For more details check here.
http://docs.oracle.com/javase/7/docs/api/java/io/File.html
http://docs.oracle.com/javase/tutorial/essential/io/pathOps.html
When your path starts with a root dir i.e. C:\ in windows or / in Unix or in java resources path, it is considered to be an absolute path. Everything else is relative, so
new File("test.txt") is the same as new File("./test.txt")
new File("test/../test.txt") is the same as new File("./test/../test.txt")
The major difference between getAbsolutePath and getCanonicalPath is that the first one concatenates a parent and a child path, so it may contain dots: .. or .. getCanonicalPath will always return the same path for a particular file.
Note: File.equals uses an abstract form of a path (getAbsolutePath) to compare files, so this means that two File objects for the same might not be equal and Files are unsafe to use in collections like Map or Set.
The working directory is a common concept across virtually all operating systems and program languages etc. It's the directory in which your program is running. This is usually (but not always, there are ways to change it) the directory the application is in.
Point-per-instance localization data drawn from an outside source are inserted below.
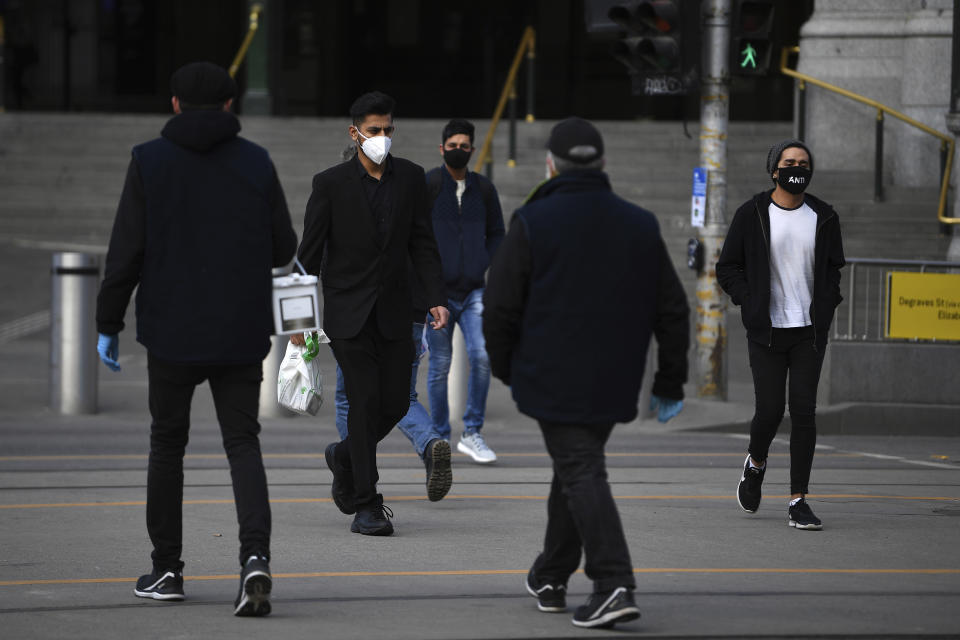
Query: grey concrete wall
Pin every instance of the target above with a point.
(894, 51)
(870, 372)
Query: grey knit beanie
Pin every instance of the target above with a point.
(774, 156)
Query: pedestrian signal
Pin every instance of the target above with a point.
(751, 37)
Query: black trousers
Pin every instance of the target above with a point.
(581, 512)
(791, 355)
(376, 378)
(236, 395)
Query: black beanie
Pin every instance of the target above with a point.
(202, 85)
(773, 157)
(576, 140)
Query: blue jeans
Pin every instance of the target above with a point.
(416, 425)
(468, 315)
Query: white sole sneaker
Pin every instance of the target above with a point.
(462, 448)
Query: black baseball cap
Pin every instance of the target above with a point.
(576, 140)
(202, 85)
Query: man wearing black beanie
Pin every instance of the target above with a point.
(201, 222)
(781, 264)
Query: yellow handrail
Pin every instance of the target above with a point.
(946, 142)
(255, 11)
(527, 43)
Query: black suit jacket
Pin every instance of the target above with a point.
(340, 243)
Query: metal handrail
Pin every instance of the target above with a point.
(946, 142)
(527, 46)
(255, 11)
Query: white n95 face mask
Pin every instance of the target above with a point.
(375, 148)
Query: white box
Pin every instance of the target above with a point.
(295, 304)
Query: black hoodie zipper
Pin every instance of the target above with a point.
(766, 243)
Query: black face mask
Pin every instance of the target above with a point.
(794, 179)
(456, 158)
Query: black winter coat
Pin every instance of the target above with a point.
(743, 270)
(575, 292)
(359, 270)
(201, 222)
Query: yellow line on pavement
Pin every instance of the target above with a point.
(140, 503)
(319, 456)
(496, 572)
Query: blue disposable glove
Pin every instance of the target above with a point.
(668, 408)
(109, 349)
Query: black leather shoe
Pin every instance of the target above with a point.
(436, 458)
(342, 488)
(373, 519)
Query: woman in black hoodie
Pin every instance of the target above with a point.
(781, 264)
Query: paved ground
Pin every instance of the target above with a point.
(72, 538)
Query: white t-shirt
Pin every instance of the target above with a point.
(792, 239)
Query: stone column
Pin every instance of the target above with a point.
(925, 93)
(857, 45)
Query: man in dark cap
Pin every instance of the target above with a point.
(201, 222)
(580, 283)
(781, 264)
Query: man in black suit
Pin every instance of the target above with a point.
(366, 219)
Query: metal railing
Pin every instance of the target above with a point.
(946, 141)
(255, 11)
(863, 314)
(526, 48)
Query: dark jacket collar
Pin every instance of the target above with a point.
(572, 181)
(201, 130)
(362, 171)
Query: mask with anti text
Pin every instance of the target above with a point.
(794, 179)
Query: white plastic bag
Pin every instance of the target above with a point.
(300, 381)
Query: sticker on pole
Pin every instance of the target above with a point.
(698, 204)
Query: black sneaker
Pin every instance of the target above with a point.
(800, 516)
(748, 491)
(607, 608)
(342, 488)
(551, 598)
(255, 585)
(373, 519)
(436, 458)
(160, 585)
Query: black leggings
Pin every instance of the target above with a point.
(791, 351)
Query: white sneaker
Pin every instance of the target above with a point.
(474, 446)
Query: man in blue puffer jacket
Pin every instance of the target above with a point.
(468, 225)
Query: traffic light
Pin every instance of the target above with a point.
(651, 48)
(751, 38)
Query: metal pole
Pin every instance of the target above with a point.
(953, 122)
(802, 110)
(531, 56)
(3, 81)
(878, 168)
(73, 333)
(512, 157)
(711, 322)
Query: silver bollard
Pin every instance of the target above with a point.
(73, 333)
(457, 380)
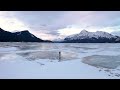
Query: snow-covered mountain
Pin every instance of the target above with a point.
(92, 37)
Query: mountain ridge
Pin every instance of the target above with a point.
(92, 37)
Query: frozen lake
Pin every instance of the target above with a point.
(42, 60)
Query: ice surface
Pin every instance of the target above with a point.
(105, 61)
(41, 60)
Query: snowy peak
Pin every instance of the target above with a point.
(96, 34)
(86, 36)
(83, 31)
Relative paths are ones that start without a drive specifier. So in linux they don't start with a /, in windows they don't start with a C:\, etc. These always start from your working directory.
Absolute paths are the ones that start with a drive (or machine for network paths) specifier. They always go from the start of that drive.
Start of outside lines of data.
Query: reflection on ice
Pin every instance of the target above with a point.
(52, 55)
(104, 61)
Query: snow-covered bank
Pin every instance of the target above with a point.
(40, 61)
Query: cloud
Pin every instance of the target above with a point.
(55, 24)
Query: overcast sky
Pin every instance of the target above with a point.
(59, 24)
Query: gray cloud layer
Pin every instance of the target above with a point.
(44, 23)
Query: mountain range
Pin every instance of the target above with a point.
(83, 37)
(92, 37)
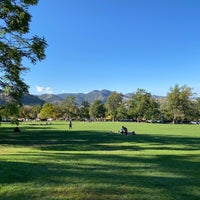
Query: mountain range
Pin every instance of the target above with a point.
(29, 99)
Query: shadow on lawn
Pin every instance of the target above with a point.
(48, 138)
(177, 176)
(115, 171)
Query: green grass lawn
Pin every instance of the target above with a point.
(93, 162)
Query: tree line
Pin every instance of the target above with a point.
(177, 107)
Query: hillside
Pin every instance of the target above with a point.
(27, 99)
(80, 97)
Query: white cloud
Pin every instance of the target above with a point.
(44, 90)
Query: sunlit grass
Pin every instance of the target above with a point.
(92, 161)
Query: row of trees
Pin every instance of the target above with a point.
(178, 106)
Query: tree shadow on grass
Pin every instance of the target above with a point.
(174, 175)
(47, 138)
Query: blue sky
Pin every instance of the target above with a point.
(119, 45)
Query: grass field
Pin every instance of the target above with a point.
(93, 162)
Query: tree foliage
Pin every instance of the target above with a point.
(179, 103)
(97, 109)
(143, 106)
(16, 46)
(69, 107)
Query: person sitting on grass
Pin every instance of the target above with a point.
(124, 130)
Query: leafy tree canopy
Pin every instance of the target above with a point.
(16, 46)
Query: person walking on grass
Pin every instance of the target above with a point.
(70, 124)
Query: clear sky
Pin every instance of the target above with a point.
(119, 45)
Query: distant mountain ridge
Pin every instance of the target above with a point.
(80, 97)
(29, 99)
Relative paths can be best understood if you know how Java runs the program.
There is a concept of working directory when running programs in Java. Assuming you have a class, say, FileHelper that does the IO under
/User/home/Desktop/projectRoot/src/topLevelPackage/.
Depending on the case where you invoke java to run the program, you will have different working directory. If you run your program from within and IDE, it will most probably be projectRoot.
In this case $ projectRoot/src : java topLevelPackage.FileHelper it will be src.
In this case $ projectRoot : java -cp src topLevelPackage.FileHelper it will be projectRoot.
In this case $ /User/home/Desktop : java -cp ./projectRoot/src topLevelPackage.FileHelper it will be Desktop.
(Assuming $ is your command prompt with standard Unix-like FileSystem. Similar correspondence/parallels with Windows system)
So, your relative path root (.) resolves to your working directory. Thus to be better sure of where to write files, it's said to consider below approach.
package topLevelPackage
import java.io.File;
import java.nio.file.Path;
import java.nio.file.Paths;
public class FileHelper {
// Not full implementation, just barebone stub for path
public void createLocalFile() {
// Explicitly get hold of working directory
String workingDir = System.getProperty("user.dir");
Path filePath = Paths.get(workingDir+File.separator+"sampleFile.txt");
// In case we need specific path, traverse that path, rather using . or ..
Path pathToProjectRoot = Paths.get(System.getProperty("user.home"), "Desktop", "projectRoot");
System.out.println(filePath);
System.out.println(pathToProjectRoot);
}
}
Hope this helps.
On windows and Netbeans you can set the relative path as:
new FileReader("src\\PACKAGE_NAME\\FILENAME");
On Linux and Netbeans you can set the relative path as:
new FileReader("src/PACKAGE_NAME/FILENAME");
If you have your code inside Source Packages
I do not know if it is the same for eclipse or other IDE
Only slightly related to the question, but try to wrap your head around this one. So un-intuitive:
import java.nio.file.*;
class Main {
public static void main(String[] args) {
Path p1 = Paths.get("/personal/./photos/./readme.txt");
Path p2 = Paths.get("/personal/index.html");
Path p3 = p1.relativize(p2);
System.out.println(p3); //prints ../../../../index.html !!
}
}
I went off of peter.petrov's answer but let me explain where you make the file edits to change it to a relative path.
Simply edit "AXLAPIService.java" and change
url = new URL("file:C:users..../schema/current/AXLAPI.wsdl");
to
url = new URL("file:./schema/current/AXLAPI.wsdl");
or where ever you want to store it.
You can still work on packaging the wsdl file into the meta-inf folder in the jar but this was the simplest way to get it working for me.